Coming soon – Amazon Transcribe to Identify Speakers Based on Channels

Posted on: Jul 17, 2018

Amazon Transcribe is an automatic speech recognition (ASR) service that makes it easy for you to add a speech-to-text capability to your applications. You can use Amazon Transcribe to create text transcripts of audio and video files. Coming soon, Amazon Transcribe will support a feature called channel synthesis to better handle audio where each speaker records on a different channel. For example, a stereo track with the interviewer is stored in the left and the interviewee on the right.

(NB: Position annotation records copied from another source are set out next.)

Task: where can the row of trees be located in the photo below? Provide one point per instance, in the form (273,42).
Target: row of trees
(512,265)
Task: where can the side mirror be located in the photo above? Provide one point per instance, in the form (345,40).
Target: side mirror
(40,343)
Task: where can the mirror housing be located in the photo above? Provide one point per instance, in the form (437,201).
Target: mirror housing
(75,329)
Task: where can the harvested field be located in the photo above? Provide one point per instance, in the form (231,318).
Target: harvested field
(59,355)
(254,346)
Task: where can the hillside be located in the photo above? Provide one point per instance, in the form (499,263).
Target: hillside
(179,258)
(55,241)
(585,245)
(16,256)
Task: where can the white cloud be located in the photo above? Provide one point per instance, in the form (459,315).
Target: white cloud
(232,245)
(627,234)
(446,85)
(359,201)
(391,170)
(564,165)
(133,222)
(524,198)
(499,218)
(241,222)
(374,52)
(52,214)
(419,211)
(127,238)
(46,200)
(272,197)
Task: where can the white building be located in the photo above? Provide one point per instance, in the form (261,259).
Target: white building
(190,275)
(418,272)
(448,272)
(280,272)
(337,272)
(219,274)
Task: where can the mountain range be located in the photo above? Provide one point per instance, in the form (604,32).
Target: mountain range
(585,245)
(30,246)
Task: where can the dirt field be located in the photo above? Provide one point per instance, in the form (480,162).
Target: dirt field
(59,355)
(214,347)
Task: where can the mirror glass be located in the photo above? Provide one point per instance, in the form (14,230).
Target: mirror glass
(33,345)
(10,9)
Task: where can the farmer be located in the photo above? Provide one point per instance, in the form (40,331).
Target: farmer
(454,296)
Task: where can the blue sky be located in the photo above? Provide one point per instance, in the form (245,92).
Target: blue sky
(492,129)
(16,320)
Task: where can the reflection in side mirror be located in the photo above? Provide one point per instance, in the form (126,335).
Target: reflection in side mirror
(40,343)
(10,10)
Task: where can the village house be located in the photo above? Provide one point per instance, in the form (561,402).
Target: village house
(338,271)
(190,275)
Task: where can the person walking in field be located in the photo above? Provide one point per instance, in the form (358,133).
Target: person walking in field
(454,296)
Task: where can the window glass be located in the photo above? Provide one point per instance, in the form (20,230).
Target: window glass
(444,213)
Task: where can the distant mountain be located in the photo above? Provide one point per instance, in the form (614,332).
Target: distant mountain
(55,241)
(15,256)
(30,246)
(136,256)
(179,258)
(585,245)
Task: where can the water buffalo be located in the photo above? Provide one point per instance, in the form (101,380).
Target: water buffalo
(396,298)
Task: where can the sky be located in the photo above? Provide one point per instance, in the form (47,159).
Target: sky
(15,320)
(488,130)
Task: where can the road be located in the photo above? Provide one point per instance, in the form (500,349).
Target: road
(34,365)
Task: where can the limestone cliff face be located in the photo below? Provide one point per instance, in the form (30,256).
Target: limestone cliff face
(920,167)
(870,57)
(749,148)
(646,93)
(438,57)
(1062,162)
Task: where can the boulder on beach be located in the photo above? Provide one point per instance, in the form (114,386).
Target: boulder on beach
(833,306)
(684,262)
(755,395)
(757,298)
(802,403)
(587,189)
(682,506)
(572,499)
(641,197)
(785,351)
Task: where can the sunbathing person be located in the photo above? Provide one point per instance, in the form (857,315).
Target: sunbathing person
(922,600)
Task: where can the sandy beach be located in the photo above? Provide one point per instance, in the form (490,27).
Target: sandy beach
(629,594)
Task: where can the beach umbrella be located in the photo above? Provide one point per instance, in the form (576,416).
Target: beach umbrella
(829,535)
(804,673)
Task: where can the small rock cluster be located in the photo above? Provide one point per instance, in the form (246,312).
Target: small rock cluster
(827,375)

Contact centers stand to benefit significantly by using the channel synthesis feature as they make transcriptions of multi-channel customer call recordings. Typically, an agent and a caller are recorded on separate channels and merged into a single audio file. For instance, contact center applications, like Amazon Connect, store agents’ and customers’ stereo audio channel separately. The agent audio is stored in the right channel. All incoming audio, such as the end-customer, is stored in the left channel. Contact centers can submit the single audio file to Amazon Transcribe, which will identify the two channels, split them out, make transcriptions of each speaker per channel, and then produce a coherent merged transcript with channel labels. Using the channel labels, contact centers can now better identify and analyze what each speaker says with higher accuracy and efficiency. Moreover, customers no longer need to submit each channel’s recording as individual audio files for transcription, thus reducing both the overall cost and workload for contact centers.